Тогда с противоположного берега спустился громадный отряд конницы. Бой завязался посередине течения и был бы далеко не равным, даже если бы всадники были безоружны, потому что пешие с трудом удерживались нa ногах и опрокинуть их конем не стоило никакого труда. Значительная часть испанцев погибла в стремнинах и водоворотах, а тех немногих, кого вынесло на вражеский берег, растоптали слоны. Задние ряды, которым удалось благополучно вернуться на свой берег, кинулись врассыпную, потом стали собираться вместе, но Ганнибал не дал им опомниться: четырехугольным строем карфагеняне двинулись вперед, и карпетаны не устояли.

Спустя несколько дней и это племя известило Ганнибала о полной и безоговорочной своей покорности. Теперь все земли к югу от Ибера, кроме владений Сагунта, были в руках карфагенян.

Сагунтяне понимали, что столкновения с карфагенянами не избежать, и отправили в Рим послов с жалобою на Ганнибала, который нарушает договор, заключенный Гасдрубалом. Консулы представили посланцев Сагунта сенату, и те рассказали, что Ганнибал натравливает на сагунтян соседний народ турдетанов и в то же время вызывается примирить враждующих. Неужели не ясно, восклицали послы, что он просто-напросто ищет повода вмешаться в дела города и в конце концов лишить его свободы! Сенат постановил нарядить посольство в Испанию и потребовать, чтобы всякие враждебные действия против города Сагунта – союзника римского народа – были прекращены. Затем посольство должно было посетить самый Карфаген и сообщить тамошнему сенату о жалобе сагунтян. Но не успели еще послы тронуться в путь, как пришла новая весть: Ганнибал уже осаждает Сагунт!

Все были растеряны – такой стремительности никто не ожидал и не предвидел. Никаких новых постановлений сенат римский, однако же, не вынес, и послы поспешно отбыли в Испанию.

Осада Сагунта началась.

Сагунт был самым богатым и многолюдным среди городов Испании к югу от Ибера. Он стоял примерно в полутора километрах от моря, и первым источником его богатства надо считать морскую торговлю, а вторым – тучные, плодородные земли.

С опустошения этих земель и начал Ганнибал войну. Затем он подступил к самому городу, с той стороны, где городская стена выходит на сравнительно ровную долину: отсюда, решил Ганнибал, будет нетрудно подвести осадные навесы и под их прикрытием придвинуть таран.

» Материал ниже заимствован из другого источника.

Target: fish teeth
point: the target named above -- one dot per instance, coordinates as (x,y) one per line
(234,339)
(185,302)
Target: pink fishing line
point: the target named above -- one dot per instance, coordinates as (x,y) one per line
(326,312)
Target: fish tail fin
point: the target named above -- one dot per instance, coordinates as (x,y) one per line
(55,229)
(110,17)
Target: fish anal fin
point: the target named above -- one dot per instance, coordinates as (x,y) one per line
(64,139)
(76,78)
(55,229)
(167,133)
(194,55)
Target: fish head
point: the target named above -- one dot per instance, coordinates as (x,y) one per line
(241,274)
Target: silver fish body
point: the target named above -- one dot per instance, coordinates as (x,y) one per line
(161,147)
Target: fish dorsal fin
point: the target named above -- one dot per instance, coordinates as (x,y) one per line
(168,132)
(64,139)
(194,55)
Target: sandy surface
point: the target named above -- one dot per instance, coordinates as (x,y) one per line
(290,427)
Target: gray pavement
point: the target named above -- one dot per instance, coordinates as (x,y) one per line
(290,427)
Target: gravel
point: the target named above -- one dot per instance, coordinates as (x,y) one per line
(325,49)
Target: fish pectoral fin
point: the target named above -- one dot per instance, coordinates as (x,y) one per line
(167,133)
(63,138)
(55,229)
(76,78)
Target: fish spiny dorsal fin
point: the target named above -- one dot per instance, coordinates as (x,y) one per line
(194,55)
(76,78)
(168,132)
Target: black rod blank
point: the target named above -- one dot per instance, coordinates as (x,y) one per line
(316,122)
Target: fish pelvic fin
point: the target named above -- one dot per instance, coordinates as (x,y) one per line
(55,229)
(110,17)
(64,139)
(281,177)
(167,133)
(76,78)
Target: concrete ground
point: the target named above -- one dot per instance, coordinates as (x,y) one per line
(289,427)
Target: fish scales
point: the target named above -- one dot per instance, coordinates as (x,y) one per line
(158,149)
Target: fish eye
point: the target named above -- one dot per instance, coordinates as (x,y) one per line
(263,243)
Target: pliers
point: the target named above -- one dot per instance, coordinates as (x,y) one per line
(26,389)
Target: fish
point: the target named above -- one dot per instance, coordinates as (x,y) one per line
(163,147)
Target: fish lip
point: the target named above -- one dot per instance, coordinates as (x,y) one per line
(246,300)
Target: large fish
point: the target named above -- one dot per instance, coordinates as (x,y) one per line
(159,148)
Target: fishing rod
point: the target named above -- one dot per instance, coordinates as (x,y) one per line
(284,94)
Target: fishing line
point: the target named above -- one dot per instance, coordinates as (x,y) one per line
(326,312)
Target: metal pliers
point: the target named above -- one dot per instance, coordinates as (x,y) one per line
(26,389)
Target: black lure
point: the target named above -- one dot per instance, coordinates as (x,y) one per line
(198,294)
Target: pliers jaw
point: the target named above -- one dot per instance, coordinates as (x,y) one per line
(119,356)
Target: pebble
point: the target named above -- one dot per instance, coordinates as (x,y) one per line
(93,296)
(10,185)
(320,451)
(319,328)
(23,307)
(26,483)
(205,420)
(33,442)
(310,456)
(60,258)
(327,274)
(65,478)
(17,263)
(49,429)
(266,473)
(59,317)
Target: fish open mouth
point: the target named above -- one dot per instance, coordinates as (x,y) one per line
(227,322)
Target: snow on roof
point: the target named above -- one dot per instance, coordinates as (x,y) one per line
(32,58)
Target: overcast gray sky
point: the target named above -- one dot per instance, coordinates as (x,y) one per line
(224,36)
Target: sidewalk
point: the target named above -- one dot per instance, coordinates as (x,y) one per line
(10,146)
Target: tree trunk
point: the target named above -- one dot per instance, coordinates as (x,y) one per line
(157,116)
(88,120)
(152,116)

Но место это лишь издали казалось выгодным для нападающих. Над укреплениями поднималась очень высокая башня, да и стена была выведена выше остального уровня. Вдобавок обороняли ее лучшие, отборные молодые воины, всякий раз бросавшиеся туда, где опасность была особенно велика. Сперва они осыпали врага стрелами и камнями, не давая ему поставить или построить надежное прикрытие, а потом, наскучив стрельбою со стены и осмелев, принялись делать вылазки Вспыхивали короткие, беспорядочные схватки, в которых карфагеняне обычно теряли больше, чем сагунтяне. Кончилось тем, что сам Ганнибал был тяжело ранен дротиком в бедро. Видя, что он упал, карфагеняне пришли в неописуемое смятение и кинулись бежать; еще немного – и все осадные навесы, все начатые работы были бы брошены на произвол врага.

На несхолько дней – пока заживала рана Ганнибала – карфагеняне прекратили военные действия. Но строительные работы не останавливались, и вскоре война возобновилась с новой силой. Осадные навесы и тараны были теперь пододвинуты с нескольких сторон сразу: осаждающие решили использовать свое численное превосходство – их было около полуторасот тысяч, куда больше, чем осажденных, которые не могли поспеть повсюду. И вот тараны уже колотят в стену, уже рушатся укрепления и открывается широкая брешь – три башни подряд и два прясла между ними обвалились с оглушительным треском!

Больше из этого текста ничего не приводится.